Drivers who overtake cyclists too closely may be pulled over and cautioned for dangerous driving under a new policing operation this summer.
Under Operation Close Pass, Police Scotland will deploy plain-clothes officers on bikes to snare reckless motorists who put cyclists at risk.
Motorists will then be pulled over and given a talking-to, and “if someone is unreceptive to education then they will be cautioned for careless or dangerous driving and receive a court summons”, said a statement from Cycling Scotland.
It comes as the national cycling organisation launches a new campaign to improve road safety, with figures showing at least three cyclists per week suffer serious injuries on Scotland’s roads.
Research from the Near Miss Project, led by the University of Westminster, has also suggested that every year people who regularly cycle in the UK will “experience an event that is so frightening that it alone makes them consider giving up cycling”.
Paul Kettles, 49, from Fife, caused minor injuries to a cyclist when overtaking them in 2019.

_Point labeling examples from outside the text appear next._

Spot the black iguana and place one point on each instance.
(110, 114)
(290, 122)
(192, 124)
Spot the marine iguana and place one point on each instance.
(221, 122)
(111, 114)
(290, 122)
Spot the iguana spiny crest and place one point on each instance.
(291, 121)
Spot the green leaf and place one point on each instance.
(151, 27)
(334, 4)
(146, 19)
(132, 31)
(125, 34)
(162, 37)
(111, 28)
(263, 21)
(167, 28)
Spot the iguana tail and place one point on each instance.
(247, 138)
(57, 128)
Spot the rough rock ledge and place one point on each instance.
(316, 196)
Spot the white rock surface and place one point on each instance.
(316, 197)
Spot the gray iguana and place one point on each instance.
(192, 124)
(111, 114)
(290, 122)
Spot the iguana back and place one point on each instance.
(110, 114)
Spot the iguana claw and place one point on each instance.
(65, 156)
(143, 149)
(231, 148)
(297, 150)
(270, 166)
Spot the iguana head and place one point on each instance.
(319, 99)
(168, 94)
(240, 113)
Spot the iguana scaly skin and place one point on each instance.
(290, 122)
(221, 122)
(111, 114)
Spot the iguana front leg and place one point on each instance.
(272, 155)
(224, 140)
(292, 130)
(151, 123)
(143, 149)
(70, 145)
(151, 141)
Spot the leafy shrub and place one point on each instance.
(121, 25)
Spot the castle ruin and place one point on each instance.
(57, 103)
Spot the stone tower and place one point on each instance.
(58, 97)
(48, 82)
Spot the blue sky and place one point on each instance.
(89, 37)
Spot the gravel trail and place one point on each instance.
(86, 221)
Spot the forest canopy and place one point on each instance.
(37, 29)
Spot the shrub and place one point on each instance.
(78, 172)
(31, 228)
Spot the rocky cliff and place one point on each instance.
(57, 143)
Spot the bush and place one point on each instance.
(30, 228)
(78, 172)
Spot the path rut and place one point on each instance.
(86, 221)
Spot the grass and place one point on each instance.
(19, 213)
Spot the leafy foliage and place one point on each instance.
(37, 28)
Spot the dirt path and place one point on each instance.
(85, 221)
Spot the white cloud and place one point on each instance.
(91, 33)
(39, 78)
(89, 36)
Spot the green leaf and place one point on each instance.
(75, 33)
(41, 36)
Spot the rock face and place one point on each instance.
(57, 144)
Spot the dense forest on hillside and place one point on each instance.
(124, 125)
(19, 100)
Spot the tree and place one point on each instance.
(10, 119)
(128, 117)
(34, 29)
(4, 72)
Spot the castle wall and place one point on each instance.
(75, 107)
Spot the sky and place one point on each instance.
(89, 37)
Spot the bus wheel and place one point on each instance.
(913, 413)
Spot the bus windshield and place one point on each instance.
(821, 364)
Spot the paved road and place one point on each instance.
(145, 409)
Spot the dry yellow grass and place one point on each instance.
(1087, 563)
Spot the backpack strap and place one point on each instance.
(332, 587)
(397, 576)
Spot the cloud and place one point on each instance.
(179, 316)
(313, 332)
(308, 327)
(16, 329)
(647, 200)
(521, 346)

He said: “I was just so relieved they weren’t seriously hurt; it could have been much worse. I got points on my licence, a fine and had to do training to learn how to drive safely around people on bikes, including getting on a bike myself.
“The experience has changed me – I now can see the road from the perspective of someone riding a bike.
“What I’d say to any driver is, it’s not worth the risk. And even if you squeeze past a cyclist and don’t hit them, it’s really scary for them. I think we all need to understand these risks and share the roads.”
It is a careless driving offence for motorists to “close-pass” a cyclist – meaning, to overtake with less than a car’s width.
Drivers found to have done this can be given three points and be fined £100, or receive a criminal conviction for more serious offences.
Denise Hamilton, communications chief at Cycling Scotland, said of its Give Cycle Space campaign: “Every week in Scotland, at least three people are seriously injured while cycling.
“Dedicated cycling lanes, separated from road traffic, are the number one priority to make our roads safer for cycling and as we build this network, we need more education and enforcement.
“The Give Cycle Space campaign educates drivers about leaving at least a car’s width when passing people on bikes, supported by Police Scotland’s Operation Close Pass.
“Greater enforcement activity, both by police and cameras, has a proven impact on improving driver behaviour. We support the campaign for an online third-party reporting system in Scotland so dashcam footage can be used to detect and tackle dangerous driving.
“With more people taking up cycling in the last year, it’s more crucial than ever that we improve safety on our roads.”
Scotland’s Minister for Transport Graeme Dey said: “Close-passing on Scotland’s roads is unacceptable and continues to put lives at risk.
“It is so important that people who choose to cycle are not left frightened or put off by irresponsible overtaking from motorists.”